We've modified the Protected Audience API in several ways to support that one-IG-per-site goal. If you find other ways in which the API design is preventing you from doing this, please point them out to us. As you said, it should be entirely possible to make this work without compromising the underlying privacy model of the API.

[edit:] The canonical Issue for talking about this is #361

thegreatfatzby commented 1 year ago

Got it, read through 361, I'm still wrapping my head around the totality of stuff here, the creative (ad) registration and rendering is one I'm still working on and I'll probably ask questions about that as well later :)

So it sounds like the recommendation is that in my example the individual items (Tennis, FedererForever, etc) would be thought of as atomic "Interests" from the DSPs perspective, and then the bidding function receives one "Interest Group" that is the union of their "Interests" registered previously on that site, and the bidding function at that point can do as it needs with taking the Interest Group and matching interests to bidding logic?

thegreatfatzby commented 1 year ago

I'll ask separately as it's much different, but I'm curious what discussion there has been about the cross-device-same-"site" case I referenced.

If I'm logged into the same type of user-agent on different devices, perhaps Chrome for instance, and I visit Nike on both but for whatever reason am not logged in on Nike.com, will the "Nike bidding function" be able to access my Interest Groups from both Nike.com visits in either location?

I ask b/c while this would not be doable/tolerable/etc in "ad tech classic", I'm not sure it violates (1) or (2). (For the purposes of this question I'm ignoring how this would happen and only asking about it relates the privacy thinking overall).

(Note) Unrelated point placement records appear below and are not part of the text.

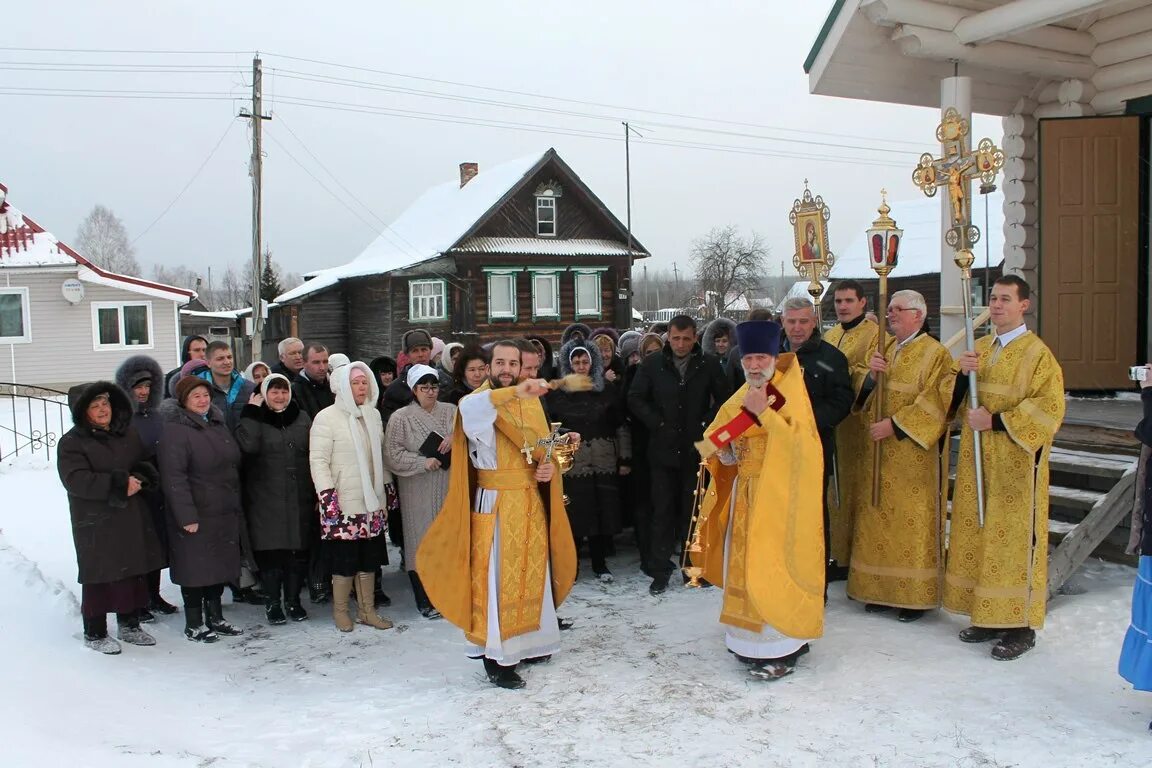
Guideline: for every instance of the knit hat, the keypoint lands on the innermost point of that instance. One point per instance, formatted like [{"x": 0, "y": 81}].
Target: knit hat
[
  {"x": 416, "y": 337},
  {"x": 418, "y": 372},
  {"x": 186, "y": 386}
]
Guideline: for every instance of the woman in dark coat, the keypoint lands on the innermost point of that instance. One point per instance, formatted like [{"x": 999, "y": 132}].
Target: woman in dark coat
[
  {"x": 141, "y": 378},
  {"x": 592, "y": 485},
  {"x": 199, "y": 466},
  {"x": 279, "y": 497},
  {"x": 469, "y": 372},
  {"x": 101, "y": 466}
]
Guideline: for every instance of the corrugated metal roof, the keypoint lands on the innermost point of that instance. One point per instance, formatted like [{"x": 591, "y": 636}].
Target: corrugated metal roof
[{"x": 545, "y": 246}]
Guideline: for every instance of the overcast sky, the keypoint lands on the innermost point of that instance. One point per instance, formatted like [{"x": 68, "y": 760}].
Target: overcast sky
[{"x": 740, "y": 62}]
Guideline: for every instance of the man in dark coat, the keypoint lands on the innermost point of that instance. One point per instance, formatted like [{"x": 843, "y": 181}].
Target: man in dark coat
[
  {"x": 675, "y": 394},
  {"x": 195, "y": 348},
  {"x": 101, "y": 464},
  {"x": 311, "y": 389},
  {"x": 827, "y": 380},
  {"x": 141, "y": 379},
  {"x": 230, "y": 392},
  {"x": 292, "y": 358}
]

michaelkleber commented 1 year ago

So it sounds like the recommendation is that in my example the individual items (Tennis, FedererForever, etc) would be thought of as atomic "Interests" from the DSPs perspective, and then the bidding function receives one "Interest Group" that is the union of their "Interests" registered previously on that site, and the bidding function at that point can do as it needs with taking the Interest Group and matching interests to bidding logic?

This isn't necessarily "the recommendation" — there are lots of ways to use the API, and we hope it is flexible enough to support many flows. But what you describe is indeed an approach that seems to work well in practice, and which we want to support.

If I'm logged into the same type of user-agent on different devices, perhaps Chrome for instance, and I visit Nike on both but for whatever reason am not logged in on Nike.com, will the "Nike bidding function" be able to access my Interest Groups from both Nike.com visits in either location?

We have not worked on the cross-device question for this API. I can think of a bunch of different points of view here, so it seems like an interesting topic for future discussion.

thegreatfatzby commented 1 year ago

"The" vs "a", good point, thanks.

Yes, I can also think of many points of view :) .

What is the right way to proceed here, would I open up an issue for specific discussion, try to get that on the docket for the group talk one week?

michaelkleber commented 1 year ago

Yup! Open a new issue if you want a clean place to describe the gap you're hoping to fill, and then add your topic to the agenda suggestion list for the every-other-week phone call (call logistics and doc link are in #88).